U.S. Department of Treasury Brings GRC Maturity to a New Level
The concept of risk management extends to both government and industry and the key to developing comprehensive governance, risk and compliance (GRC) strategies often means going beyond just meeting compliance requirements.
The U.S. Department of Treasury’s Bureau of the Public Debt, Office of Financing, recently undertook a comprehensive GRC improvement project to ensure compliance with the Government Performance and Result Modernization Act (GPRAMA) of 2010. In building out this process, the Bureau found that it provided much greater value that extended beyond compliance.
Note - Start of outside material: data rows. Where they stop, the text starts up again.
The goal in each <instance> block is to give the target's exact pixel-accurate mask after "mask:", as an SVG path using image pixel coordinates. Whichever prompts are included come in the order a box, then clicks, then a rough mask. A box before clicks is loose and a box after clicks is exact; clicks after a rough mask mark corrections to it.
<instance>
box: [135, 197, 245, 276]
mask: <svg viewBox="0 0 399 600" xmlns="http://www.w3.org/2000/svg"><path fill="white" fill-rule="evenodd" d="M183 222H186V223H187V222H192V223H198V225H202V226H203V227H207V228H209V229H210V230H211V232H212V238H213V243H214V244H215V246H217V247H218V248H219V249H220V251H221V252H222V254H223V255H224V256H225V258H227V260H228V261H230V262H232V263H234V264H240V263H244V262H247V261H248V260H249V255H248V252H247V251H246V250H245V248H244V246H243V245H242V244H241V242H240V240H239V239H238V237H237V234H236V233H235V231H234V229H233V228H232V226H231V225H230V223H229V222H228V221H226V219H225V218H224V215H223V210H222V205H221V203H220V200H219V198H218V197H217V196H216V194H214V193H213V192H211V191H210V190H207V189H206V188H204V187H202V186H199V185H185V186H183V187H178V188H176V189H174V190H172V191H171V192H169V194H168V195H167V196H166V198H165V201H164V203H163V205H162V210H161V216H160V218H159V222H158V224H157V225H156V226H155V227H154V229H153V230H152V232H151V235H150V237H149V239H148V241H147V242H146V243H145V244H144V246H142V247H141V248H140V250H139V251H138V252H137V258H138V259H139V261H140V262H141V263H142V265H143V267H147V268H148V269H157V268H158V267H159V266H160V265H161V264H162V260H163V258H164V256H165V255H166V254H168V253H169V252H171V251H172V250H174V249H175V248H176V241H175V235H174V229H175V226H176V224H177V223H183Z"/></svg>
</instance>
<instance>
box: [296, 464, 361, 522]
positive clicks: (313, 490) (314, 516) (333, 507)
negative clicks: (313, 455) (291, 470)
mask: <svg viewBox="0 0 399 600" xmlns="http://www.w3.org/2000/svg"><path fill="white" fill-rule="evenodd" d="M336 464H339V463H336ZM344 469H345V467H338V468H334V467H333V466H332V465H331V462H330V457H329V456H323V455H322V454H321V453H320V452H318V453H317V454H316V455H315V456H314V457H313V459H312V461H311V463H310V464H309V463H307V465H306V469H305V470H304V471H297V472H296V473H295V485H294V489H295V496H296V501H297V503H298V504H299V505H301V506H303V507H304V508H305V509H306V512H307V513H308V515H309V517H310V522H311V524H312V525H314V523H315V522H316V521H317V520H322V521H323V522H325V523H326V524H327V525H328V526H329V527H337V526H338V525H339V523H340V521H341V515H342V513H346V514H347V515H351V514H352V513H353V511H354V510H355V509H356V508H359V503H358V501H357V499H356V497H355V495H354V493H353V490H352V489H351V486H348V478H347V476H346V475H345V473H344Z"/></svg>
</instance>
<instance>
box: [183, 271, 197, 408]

The Bureau’s new GRC strategy measured performance through a risk-based assessment methodology, which allowed it to create a modular tool to enable that assessment process. It developed an integrated framework for measuring performance with three core components:
- Alignment of strategic plans and initiatives with performance and risk measures
- Qualitative performance assessment
- Quantitative risk assessment
As a result, this new framework provided a basis for building a level of GRC maturity defined by the Open Compliance & Ethics Group (OCEG) GRC Maturity Model.
The new framework also demonstrated the value of documentation, established measures and continual analysis. This has allowed the Bureau to also identify future needs for continual improvement that will further support its operational, strategic and tactical objectives.
On top of this, the Bureau also proved to be a pivotal player in the GRC arena by being recognized as a 2012 GRC Achievement Award winner by the OCEG. The OCEG has also posted a video presentation of the Bureau’s award submission, which provides more details its new GRC program.
Congratulations to the Bureau of the Public Debt, Office of Financing for pulling off a pivotal play by bringing the concept of GRC maturity to a new level for the Department of Treasury.